As the newly Dionysian Tina becomes more assertive, she introduces an element of chaos into the murder spree that offends the uptight Chris, who in turn becomes more neurotic. This aligns them with pontificating Keith and childlike Candice-Marie, the camping couple in Mike Leigh’s 1976 television film Nuts in May. That memorable plein air tragicomedy of manners is the key analogue to Sightseers, though Wheatley says he did not see it until just before shooting began. A superficial resemblance between Leigh’s and Wheatley’s caricaturing makes comparisons between their films inevitable, though Wheatley’s movies are closer in spirit to Edgar Wright and Simon Pegg’s Shaun of the Dead (featuring Lowe) and Hot Fuzz, both produced, as was Sightseers, by Nira Park.
Each Wheatley film is an inventive mixed-genre riff: Down Terrace (09), a kitchen-sink crime drama; Kill List (11), a blend of domestic soap, urban thriller, and Wicker Man–like horror; and Sightseers a road movie-cum-black comedy. Justifiable murder is their unifying trope. Chris and Tina’s rampage likens them to the lugubriously murderous crime family of Down Terrace and the Iraq War veterans turned dysfunctional hit-men of Kill List.
The movies are fantasies—Sightseers brighter, poppier, and less linear than the others—that sanction killing as social purge. Down Terrace’s victims are the son’s oppressive parents and their lowlife associates.
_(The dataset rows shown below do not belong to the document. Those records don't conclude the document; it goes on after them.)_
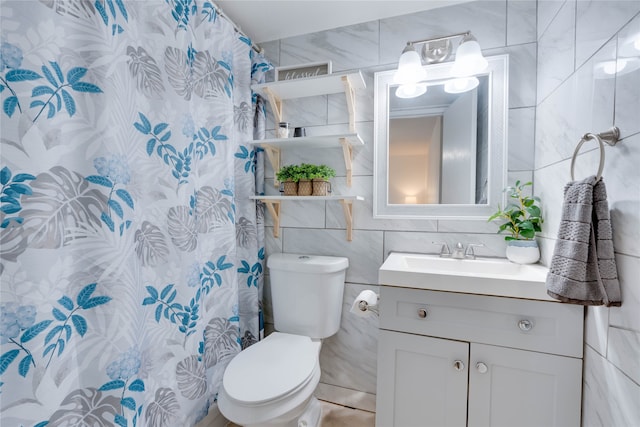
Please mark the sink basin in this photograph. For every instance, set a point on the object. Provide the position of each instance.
(485, 276)
(485, 266)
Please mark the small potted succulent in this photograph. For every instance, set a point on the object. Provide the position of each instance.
(304, 184)
(522, 220)
(320, 176)
(289, 176)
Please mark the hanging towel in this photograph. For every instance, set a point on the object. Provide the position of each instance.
(583, 267)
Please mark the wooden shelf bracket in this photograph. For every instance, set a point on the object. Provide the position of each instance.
(276, 104)
(273, 154)
(274, 209)
(350, 93)
(347, 208)
(347, 151)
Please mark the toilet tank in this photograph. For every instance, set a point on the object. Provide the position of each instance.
(306, 293)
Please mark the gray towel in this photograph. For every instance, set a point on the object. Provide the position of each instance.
(583, 268)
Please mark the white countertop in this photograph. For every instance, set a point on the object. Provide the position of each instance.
(482, 276)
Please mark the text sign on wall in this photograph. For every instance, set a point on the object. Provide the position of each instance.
(303, 71)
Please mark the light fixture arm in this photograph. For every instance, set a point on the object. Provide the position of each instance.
(437, 39)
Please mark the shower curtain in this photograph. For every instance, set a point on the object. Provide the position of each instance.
(131, 258)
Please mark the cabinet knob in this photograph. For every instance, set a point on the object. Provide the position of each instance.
(458, 365)
(525, 325)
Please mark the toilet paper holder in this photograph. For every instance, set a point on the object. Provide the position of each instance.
(366, 303)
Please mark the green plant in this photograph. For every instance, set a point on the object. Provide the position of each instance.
(305, 171)
(320, 172)
(290, 173)
(523, 218)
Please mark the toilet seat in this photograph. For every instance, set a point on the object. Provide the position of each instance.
(271, 369)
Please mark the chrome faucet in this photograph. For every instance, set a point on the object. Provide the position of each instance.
(469, 253)
(459, 252)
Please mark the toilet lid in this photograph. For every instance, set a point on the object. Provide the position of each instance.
(270, 368)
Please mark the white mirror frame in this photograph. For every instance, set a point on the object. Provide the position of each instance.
(497, 162)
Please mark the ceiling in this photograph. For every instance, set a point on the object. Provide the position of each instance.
(266, 20)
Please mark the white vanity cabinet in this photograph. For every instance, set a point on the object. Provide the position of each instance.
(455, 359)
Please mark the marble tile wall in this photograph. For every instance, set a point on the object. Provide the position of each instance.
(349, 358)
(575, 97)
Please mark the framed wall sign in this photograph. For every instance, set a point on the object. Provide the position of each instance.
(302, 71)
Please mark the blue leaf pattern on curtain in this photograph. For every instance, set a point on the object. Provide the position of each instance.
(131, 258)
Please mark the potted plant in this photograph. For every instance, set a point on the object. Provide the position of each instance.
(289, 176)
(522, 220)
(320, 176)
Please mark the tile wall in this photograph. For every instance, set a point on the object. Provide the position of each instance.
(348, 359)
(574, 97)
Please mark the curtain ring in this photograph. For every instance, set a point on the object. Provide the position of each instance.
(584, 139)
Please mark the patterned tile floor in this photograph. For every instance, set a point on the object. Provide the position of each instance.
(340, 416)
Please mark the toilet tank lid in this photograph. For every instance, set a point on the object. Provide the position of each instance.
(307, 263)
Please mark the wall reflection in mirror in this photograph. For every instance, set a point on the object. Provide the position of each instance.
(438, 146)
(441, 154)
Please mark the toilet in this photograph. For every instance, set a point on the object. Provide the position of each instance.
(272, 382)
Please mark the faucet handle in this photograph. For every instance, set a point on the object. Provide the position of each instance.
(469, 253)
(444, 248)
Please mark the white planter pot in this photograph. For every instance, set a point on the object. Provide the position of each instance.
(523, 251)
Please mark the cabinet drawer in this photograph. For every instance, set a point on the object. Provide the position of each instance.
(548, 327)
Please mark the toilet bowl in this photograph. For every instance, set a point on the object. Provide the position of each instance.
(272, 382)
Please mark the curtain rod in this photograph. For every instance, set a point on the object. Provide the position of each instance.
(237, 28)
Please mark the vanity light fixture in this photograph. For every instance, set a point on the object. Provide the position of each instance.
(468, 62)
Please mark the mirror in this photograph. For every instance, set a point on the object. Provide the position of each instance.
(441, 155)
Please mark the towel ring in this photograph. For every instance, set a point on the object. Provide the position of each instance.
(609, 137)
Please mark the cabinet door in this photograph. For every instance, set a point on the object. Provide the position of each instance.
(509, 387)
(422, 381)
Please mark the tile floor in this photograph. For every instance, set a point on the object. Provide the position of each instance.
(340, 416)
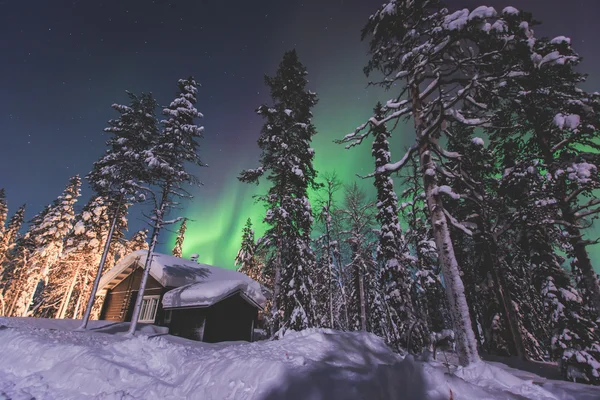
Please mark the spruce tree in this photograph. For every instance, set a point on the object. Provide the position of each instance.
(422, 48)
(358, 218)
(329, 262)
(168, 159)
(396, 277)
(177, 250)
(44, 243)
(553, 121)
(3, 213)
(7, 245)
(11, 234)
(121, 175)
(247, 259)
(287, 160)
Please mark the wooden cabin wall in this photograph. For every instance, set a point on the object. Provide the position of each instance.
(229, 320)
(119, 302)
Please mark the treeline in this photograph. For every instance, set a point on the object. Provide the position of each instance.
(53, 270)
(496, 193)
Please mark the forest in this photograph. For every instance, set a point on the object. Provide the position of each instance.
(478, 233)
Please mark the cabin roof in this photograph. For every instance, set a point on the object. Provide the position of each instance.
(198, 285)
(207, 293)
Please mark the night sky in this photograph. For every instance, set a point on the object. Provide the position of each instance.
(63, 63)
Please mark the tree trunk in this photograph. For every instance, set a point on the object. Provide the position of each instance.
(466, 343)
(363, 303)
(330, 265)
(584, 263)
(510, 315)
(159, 214)
(64, 305)
(275, 313)
(90, 304)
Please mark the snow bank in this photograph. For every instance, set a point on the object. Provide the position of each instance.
(313, 364)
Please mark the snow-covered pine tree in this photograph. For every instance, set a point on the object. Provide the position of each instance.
(3, 213)
(397, 281)
(11, 234)
(575, 342)
(168, 160)
(246, 258)
(288, 161)
(428, 291)
(435, 59)
(552, 120)
(7, 244)
(178, 249)
(121, 175)
(139, 241)
(358, 218)
(328, 262)
(73, 276)
(47, 240)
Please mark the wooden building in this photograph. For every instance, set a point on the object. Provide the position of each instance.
(195, 301)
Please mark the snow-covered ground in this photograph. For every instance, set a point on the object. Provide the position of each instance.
(46, 359)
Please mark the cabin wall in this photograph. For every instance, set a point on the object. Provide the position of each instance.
(229, 320)
(188, 323)
(119, 302)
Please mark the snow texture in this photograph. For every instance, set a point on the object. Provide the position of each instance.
(478, 141)
(196, 284)
(45, 359)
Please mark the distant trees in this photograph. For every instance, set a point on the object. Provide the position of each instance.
(178, 249)
(287, 160)
(247, 258)
(168, 160)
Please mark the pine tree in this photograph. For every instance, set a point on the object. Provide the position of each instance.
(41, 248)
(246, 259)
(7, 245)
(3, 213)
(428, 291)
(286, 155)
(177, 250)
(174, 149)
(71, 279)
(10, 236)
(329, 262)
(358, 217)
(396, 277)
(17, 271)
(553, 121)
(49, 241)
(139, 241)
(121, 175)
(420, 47)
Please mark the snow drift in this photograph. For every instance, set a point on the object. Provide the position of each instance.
(315, 364)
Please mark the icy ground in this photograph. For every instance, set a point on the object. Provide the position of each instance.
(46, 359)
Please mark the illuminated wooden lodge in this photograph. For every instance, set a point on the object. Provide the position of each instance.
(195, 301)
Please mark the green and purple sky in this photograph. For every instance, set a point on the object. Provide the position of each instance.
(65, 62)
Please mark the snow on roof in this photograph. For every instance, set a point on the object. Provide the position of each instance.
(205, 294)
(196, 284)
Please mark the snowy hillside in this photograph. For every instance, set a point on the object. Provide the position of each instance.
(44, 359)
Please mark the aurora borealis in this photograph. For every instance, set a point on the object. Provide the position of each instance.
(65, 62)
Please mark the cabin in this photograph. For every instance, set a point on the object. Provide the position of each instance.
(195, 301)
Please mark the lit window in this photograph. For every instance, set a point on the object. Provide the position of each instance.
(167, 318)
(149, 308)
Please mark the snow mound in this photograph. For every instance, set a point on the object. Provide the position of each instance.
(314, 364)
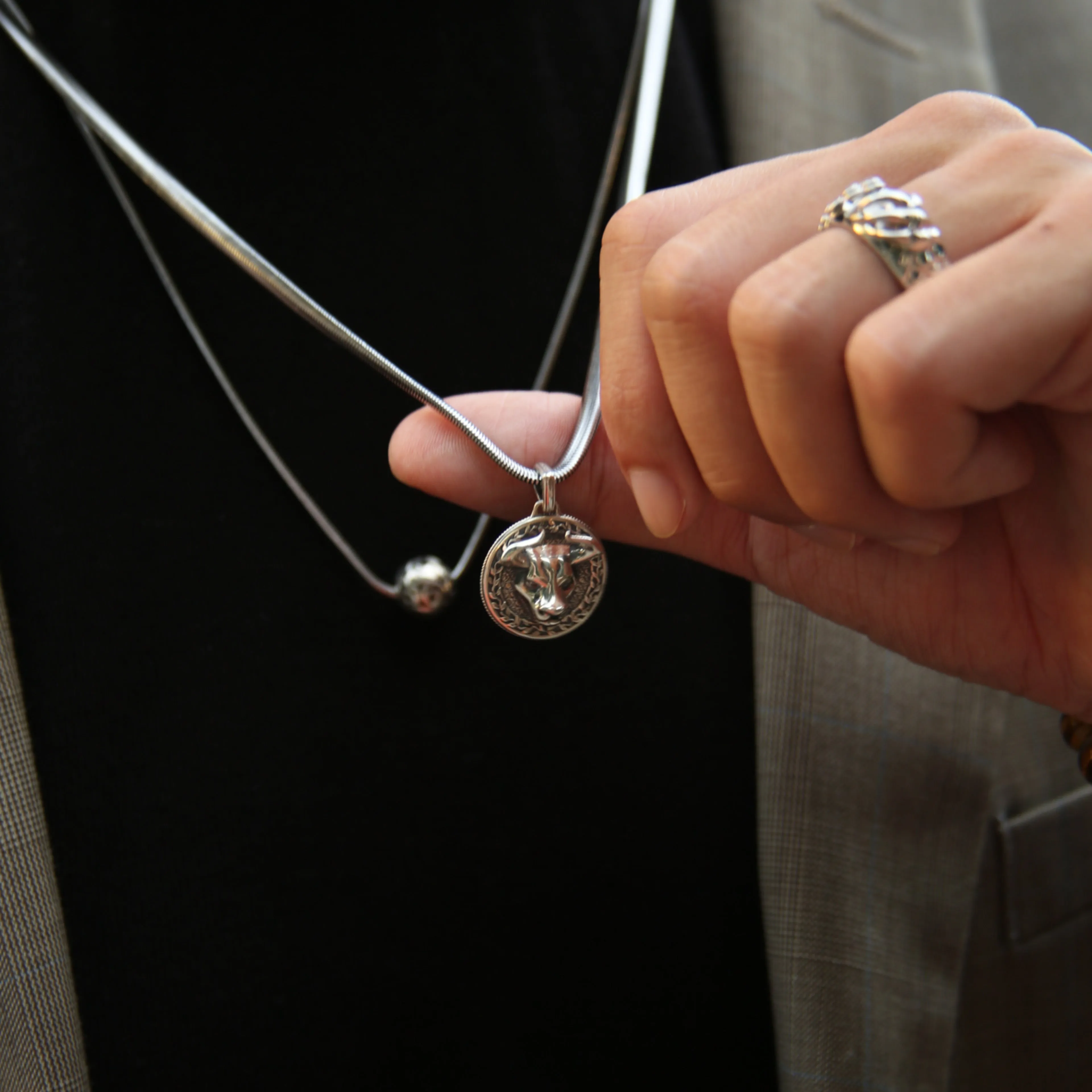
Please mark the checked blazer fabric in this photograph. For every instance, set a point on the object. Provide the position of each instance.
(41, 1045)
(925, 846)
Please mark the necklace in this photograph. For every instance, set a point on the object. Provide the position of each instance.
(545, 575)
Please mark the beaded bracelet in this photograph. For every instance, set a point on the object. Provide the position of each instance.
(1078, 734)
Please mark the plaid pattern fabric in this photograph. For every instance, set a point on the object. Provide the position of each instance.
(41, 1044)
(924, 845)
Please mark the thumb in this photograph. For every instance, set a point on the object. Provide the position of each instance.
(431, 454)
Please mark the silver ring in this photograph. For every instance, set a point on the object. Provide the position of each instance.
(894, 224)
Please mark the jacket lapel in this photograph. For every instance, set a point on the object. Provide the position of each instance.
(41, 1042)
(875, 781)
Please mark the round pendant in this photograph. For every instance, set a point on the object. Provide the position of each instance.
(544, 576)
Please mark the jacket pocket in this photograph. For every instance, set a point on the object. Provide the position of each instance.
(1046, 865)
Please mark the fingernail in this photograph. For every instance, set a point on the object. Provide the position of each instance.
(828, 537)
(659, 498)
(926, 547)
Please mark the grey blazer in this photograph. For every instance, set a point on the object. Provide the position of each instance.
(925, 846)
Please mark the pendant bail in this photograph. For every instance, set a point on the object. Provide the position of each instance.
(546, 489)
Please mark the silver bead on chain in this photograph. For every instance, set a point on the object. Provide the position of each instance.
(424, 585)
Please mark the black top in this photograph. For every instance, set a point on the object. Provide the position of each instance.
(302, 837)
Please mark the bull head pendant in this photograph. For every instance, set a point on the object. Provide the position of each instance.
(545, 575)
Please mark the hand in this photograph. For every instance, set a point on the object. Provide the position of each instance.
(917, 466)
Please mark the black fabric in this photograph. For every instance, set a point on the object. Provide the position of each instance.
(301, 836)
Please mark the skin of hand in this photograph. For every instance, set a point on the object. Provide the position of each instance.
(917, 466)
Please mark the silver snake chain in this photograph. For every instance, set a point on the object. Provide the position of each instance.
(642, 87)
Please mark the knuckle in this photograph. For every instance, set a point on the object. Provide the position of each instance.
(968, 111)
(894, 397)
(1050, 151)
(674, 290)
(768, 321)
(633, 228)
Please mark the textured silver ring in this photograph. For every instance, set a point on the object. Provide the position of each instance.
(894, 223)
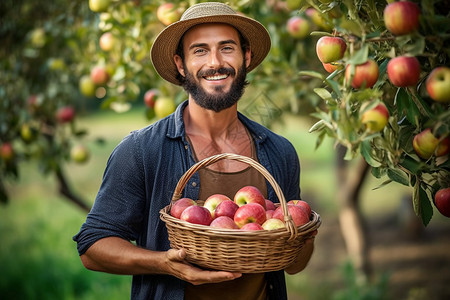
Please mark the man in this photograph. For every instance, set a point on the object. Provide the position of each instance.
(209, 52)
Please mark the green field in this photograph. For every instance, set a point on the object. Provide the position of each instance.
(38, 259)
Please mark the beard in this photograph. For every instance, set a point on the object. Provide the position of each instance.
(220, 100)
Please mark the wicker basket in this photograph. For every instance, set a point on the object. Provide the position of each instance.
(233, 250)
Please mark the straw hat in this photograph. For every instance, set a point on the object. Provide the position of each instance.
(166, 42)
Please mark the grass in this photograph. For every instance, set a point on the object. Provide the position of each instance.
(38, 258)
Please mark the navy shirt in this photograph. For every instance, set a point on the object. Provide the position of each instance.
(140, 178)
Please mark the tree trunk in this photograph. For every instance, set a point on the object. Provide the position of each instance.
(353, 229)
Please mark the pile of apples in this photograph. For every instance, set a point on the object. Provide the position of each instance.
(249, 210)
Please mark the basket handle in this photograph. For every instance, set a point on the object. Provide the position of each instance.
(289, 222)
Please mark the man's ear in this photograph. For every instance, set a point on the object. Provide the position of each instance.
(179, 64)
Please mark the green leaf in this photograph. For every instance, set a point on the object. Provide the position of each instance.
(398, 176)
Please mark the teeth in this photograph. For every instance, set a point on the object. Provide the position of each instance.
(216, 77)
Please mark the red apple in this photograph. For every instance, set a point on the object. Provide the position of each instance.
(249, 194)
(197, 215)
(402, 17)
(404, 71)
(303, 204)
(425, 143)
(180, 205)
(99, 75)
(366, 74)
(224, 222)
(298, 214)
(107, 41)
(226, 208)
(168, 13)
(250, 213)
(270, 205)
(298, 27)
(376, 118)
(438, 84)
(65, 114)
(212, 201)
(442, 201)
(150, 97)
(330, 48)
(252, 227)
(443, 148)
(273, 223)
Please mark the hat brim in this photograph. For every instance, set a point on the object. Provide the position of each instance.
(166, 43)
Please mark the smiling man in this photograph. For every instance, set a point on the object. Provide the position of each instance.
(209, 52)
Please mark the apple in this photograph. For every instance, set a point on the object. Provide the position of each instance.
(226, 208)
(273, 223)
(298, 214)
(298, 27)
(87, 86)
(330, 48)
(375, 119)
(249, 194)
(442, 201)
(250, 213)
(164, 106)
(270, 205)
(150, 97)
(196, 214)
(6, 152)
(107, 41)
(99, 5)
(65, 114)
(167, 13)
(79, 153)
(212, 201)
(180, 205)
(401, 17)
(252, 227)
(99, 75)
(366, 74)
(223, 222)
(438, 84)
(443, 148)
(403, 71)
(303, 204)
(425, 143)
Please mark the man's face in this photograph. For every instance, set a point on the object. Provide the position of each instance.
(214, 67)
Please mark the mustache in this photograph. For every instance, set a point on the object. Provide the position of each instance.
(211, 72)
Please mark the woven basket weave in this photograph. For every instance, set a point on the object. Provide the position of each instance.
(234, 250)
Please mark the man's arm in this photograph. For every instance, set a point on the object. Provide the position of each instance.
(118, 256)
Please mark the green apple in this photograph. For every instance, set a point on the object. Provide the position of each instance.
(438, 84)
(298, 27)
(330, 48)
(376, 118)
(365, 76)
(401, 17)
(425, 143)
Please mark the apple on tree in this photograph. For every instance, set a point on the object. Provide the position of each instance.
(401, 17)
(180, 205)
(404, 71)
(196, 214)
(330, 49)
(438, 84)
(250, 213)
(249, 194)
(213, 201)
(375, 119)
(442, 201)
(365, 75)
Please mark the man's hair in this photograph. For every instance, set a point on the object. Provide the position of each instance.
(180, 51)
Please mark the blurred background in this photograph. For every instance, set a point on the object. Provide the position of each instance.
(76, 78)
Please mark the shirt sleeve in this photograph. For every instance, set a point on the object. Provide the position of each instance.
(119, 207)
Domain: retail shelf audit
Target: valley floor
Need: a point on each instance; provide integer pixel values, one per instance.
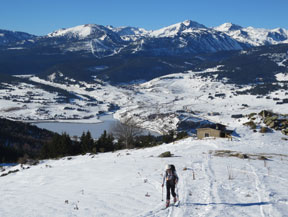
(128, 182)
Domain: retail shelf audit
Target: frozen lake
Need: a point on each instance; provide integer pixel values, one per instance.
(76, 129)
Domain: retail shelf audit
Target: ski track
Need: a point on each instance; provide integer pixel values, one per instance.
(263, 196)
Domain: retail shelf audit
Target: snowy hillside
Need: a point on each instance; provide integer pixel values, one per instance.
(254, 36)
(10, 37)
(215, 180)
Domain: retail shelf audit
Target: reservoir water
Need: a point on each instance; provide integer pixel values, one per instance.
(76, 129)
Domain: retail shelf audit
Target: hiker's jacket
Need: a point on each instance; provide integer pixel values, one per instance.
(170, 176)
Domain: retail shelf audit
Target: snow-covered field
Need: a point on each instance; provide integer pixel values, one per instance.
(128, 182)
(182, 94)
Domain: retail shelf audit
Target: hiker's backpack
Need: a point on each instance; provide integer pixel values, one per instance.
(172, 168)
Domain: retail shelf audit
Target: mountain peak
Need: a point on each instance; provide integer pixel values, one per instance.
(81, 31)
(228, 27)
(192, 24)
(172, 30)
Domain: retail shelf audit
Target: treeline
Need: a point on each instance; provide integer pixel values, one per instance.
(62, 145)
(18, 139)
(21, 141)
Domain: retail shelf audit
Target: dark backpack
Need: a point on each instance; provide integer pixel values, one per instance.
(173, 173)
(173, 168)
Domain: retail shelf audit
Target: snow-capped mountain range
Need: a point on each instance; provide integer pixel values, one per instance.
(177, 39)
(254, 36)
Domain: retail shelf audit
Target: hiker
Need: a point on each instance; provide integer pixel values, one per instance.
(171, 178)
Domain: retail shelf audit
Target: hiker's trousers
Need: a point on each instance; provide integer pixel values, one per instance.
(170, 186)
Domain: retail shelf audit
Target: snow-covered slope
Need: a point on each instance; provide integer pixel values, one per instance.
(128, 33)
(13, 37)
(128, 183)
(176, 29)
(254, 36)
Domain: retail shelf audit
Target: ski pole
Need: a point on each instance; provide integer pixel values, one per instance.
(162, 193)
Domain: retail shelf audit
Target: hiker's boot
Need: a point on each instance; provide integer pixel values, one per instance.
(167, 203)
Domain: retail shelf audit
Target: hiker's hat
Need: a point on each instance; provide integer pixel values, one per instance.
(168, 167)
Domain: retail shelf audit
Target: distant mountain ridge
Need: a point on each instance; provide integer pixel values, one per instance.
(177, 39)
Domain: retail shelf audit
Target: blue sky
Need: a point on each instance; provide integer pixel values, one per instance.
(43, 16)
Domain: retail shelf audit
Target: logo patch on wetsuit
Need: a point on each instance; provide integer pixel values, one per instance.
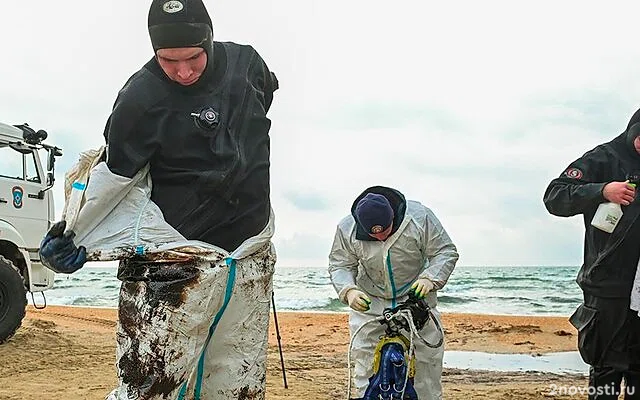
(172, 6)
(574, 173)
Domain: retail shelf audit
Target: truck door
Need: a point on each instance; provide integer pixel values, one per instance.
(20, 183)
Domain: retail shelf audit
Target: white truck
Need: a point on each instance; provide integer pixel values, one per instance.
(26, 213)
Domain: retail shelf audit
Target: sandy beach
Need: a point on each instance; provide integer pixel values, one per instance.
(69, 353)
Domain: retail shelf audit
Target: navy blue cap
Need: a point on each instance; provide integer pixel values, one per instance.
(374, 213)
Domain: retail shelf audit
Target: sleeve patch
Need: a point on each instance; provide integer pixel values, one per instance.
(574, 173)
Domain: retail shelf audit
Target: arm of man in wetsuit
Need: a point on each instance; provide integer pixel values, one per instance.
(580, 187)
(264, 80)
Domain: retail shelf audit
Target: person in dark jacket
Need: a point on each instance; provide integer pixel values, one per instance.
(196, 114)
(608, 330)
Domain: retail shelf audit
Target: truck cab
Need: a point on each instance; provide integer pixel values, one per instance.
(26, 213)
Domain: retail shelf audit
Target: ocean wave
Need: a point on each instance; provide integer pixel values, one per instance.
(448, 300)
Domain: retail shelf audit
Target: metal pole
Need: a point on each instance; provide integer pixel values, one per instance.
(275, 318)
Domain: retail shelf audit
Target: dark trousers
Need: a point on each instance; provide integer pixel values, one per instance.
(609, 341)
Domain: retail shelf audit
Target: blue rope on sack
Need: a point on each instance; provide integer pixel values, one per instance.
(231, 278)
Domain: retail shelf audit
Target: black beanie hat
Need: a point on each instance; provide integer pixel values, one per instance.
(180, 23)
(632, 133)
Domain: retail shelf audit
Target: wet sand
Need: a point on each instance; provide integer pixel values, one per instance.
(69, 353)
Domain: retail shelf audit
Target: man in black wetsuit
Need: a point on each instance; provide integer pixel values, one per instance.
(196, 114)
(608, 330)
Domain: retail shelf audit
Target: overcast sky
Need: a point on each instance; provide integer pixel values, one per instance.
(469, 107)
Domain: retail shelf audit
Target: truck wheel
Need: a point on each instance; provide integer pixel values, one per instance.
(13, 299)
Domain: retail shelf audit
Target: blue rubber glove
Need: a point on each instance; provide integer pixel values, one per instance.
(59, 253)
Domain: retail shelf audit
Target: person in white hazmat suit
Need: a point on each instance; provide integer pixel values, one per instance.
(387, 247)
(180, 194)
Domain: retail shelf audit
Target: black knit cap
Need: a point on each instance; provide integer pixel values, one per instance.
(180, 23)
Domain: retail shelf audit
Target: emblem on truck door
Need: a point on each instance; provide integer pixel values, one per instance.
(17, 194)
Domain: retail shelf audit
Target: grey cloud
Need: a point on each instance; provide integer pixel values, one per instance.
(304, 246)
(308, 201)
(377, 115)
Kill List’s hit men slaughter a priest, child pornographers, and members of a witch’s coven. As well as the litterbug, Chris offs a smug middle-class author of psychogeography books (whose success only highlights Chris’s inability to write), and a National Trust conservancy bore. Tina pushes a bride-to-be into a ravine after she kisses Chris at her hen party, arbitrarily runs down a cyclist, and eliminates a low-tech inventor who befriends Chris. Nothing if not egalitarian, they target victims across the classes.
Although Chris can be as frenzied as Kill List’s Jay, both he and Tina are capable of killing as casually as they (and other Wheatley characters) might say “I wouldn’t mind a cup of tea.” Our enjoyment of their banal crimes makes us complicit in the violence, though Wheatley is scarcely being as didactic or manipulative as the Michael Haneke of Funny Games. Sightseers is a safety valve, a comic venting of frustration on behalf of anyone who has fleetingly imagined killing someone annoying. The film doesn’t glorify murder or stain the English countryside, though it’s more likely to elicit reluctant smiles of recognition than belly laughs.